Scranton’s Theaters Plan Eventful November

Art — By on November 6, 2009 at 11:39 am

While the weather outside may be turning damp and rainy, the local theater scene is set to heat up with the start of the winter months. November will see a slate of exciting productions brighten up the Electric City, so take a look and grab a show when the curtain comes up…

Vintage Theater presents “Pride and Prejudice”

Among the many groups and companies assembling their lineups is Scranton’s Vintage Theater, now located at 119 Penn Avenue in downtown Scranton.

For the first two weekends in November, Vintage Theater will be combining the opening of their new café with the premiere of their version of the Jane Austin classic “Pride & Prejudice.” Adapted by London-based playwright Joanna Norland, the one-act show puts a witty new spin on this most classic theatrical work. The show is among the first for Vintage Theater since moving to their new location.

Adding to the excitement in the 100 block of Penn Avenue is the opening of the new in-house café at the Vintage Theater. Serving locally-produced Grateful Roast Coffee, the café will be opening on Friday evening, November 6, along with the premiere of “Pride & Prejudice.” The café will be open seven days a week, from 3 p.m. until midnight each day. Claiming to target the rush-hour crowds after work and school are out, the menu will feature not only the Grateful Roast Coffee, but also various blends of tea, fruit, milkshakes, and juices.

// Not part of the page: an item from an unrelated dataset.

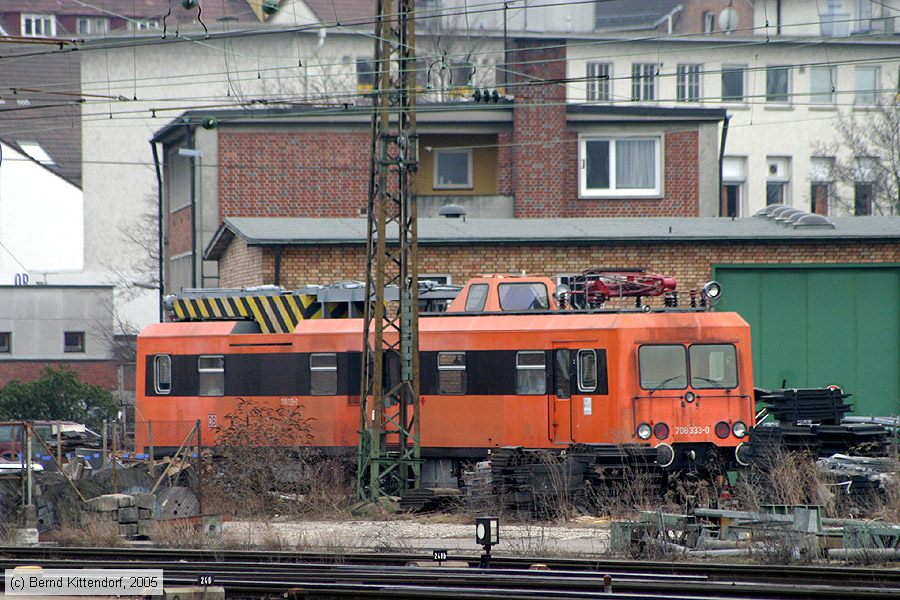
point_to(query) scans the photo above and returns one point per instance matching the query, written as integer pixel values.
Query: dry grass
(92, 533)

“Pride & Prejudice” will be showing Fridays and Saturdays at 8 p.m., with Sunday shows at 3 p.m. Tickets are set at $7 for general admission, with $5 for students and senior citizens. For more information on upcoming events at Vintage Theater, visit the theater web site, or call 570-344-6344.

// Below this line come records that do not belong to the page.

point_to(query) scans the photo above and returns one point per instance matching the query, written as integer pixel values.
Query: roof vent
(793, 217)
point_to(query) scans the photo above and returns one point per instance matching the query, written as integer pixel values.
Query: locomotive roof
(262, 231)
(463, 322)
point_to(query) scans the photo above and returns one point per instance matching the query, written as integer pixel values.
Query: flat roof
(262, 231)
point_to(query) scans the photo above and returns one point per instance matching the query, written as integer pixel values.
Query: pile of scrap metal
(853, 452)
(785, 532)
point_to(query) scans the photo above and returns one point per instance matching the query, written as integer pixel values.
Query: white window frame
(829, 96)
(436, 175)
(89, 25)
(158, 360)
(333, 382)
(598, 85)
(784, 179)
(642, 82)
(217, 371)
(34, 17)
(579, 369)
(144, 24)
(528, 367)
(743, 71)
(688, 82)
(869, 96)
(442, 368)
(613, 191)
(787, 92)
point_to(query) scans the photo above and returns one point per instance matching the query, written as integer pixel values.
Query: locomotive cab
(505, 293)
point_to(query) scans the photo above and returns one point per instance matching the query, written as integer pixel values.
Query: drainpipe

Electric Theater Company debuts “Rosa Loses Her Face”

Also adding to the theatrics around town is the Electric Theater Company, located on the second floor of the former Hotel Jermyn at 326 Spruce Street.

The story of a mother and daughter- separated by distance and divided over the future course of their lives- sets the stage for this revealing yet hilarious production. Rosa, a Chinese-born resident of Los Angeles, receives a visit from her daughter Amy, a New York City dweller who has long forgotten the ways of her ancestors. When Amy decides to pay her mother a visit, Rosa can’t help but try and fix her daughter up with an ideal match. The results lead to some hilarious mother-daughter moments in the process.

Rosa Loses Her Face is directed by Nancy Robillard, and stars Wai Ching Ho, Eileen Rivera, Matt Rashid, Nadia Gan, and Glenn Kubota. The show previews on November 11 and 12, with showings on November 13-15 and 19-22. Show times are 7 p.m. for November 12 and 19, 8 p.m.  for November  13, 14, 15, 21,and 22, and 3 p.m. for November 15 and 22. For tickets and information, call 570-558-1515 or visit their site.

Scranton Players present “Redwood Curtain”

Finally, a performance by the University of Scranton Players is a tough event to pass up, especially when it involves the powerful and epic storytelling of Lanford Wilson. Directed by New York City-based director Mary Catherine Burke, the show builds on the theme presented for Scranton Reads Month of the Vietnam War, and the personal stories of those involved in the conflict in various capacities.

Redwood Curtain tells the story of Geri, an Amerasian girl who was orphaned by her original parents, and is instead adopted and raised by a family in the United States. After the death of her adoptive father, Geri sets out on a quest to find her real father- a journey that takes her to the Redwood Forests of Northern California, and will bring her face-to-face with a man she never thought she would meet.

Showing at the McDade Center for Literary and Performing Arts on the Scranton Campus, Redwood Curtain is showing on November 1, 6, 7, and 8. Showtime is 8 p.m. for Friday and Saturday, and 2 p.m. for Sunday. Tickets are available at the McDade Center, or at 570-941-4318. Tickets are priced at $8 for general admission, and $5 for students, faculty/staff, and senior citizens.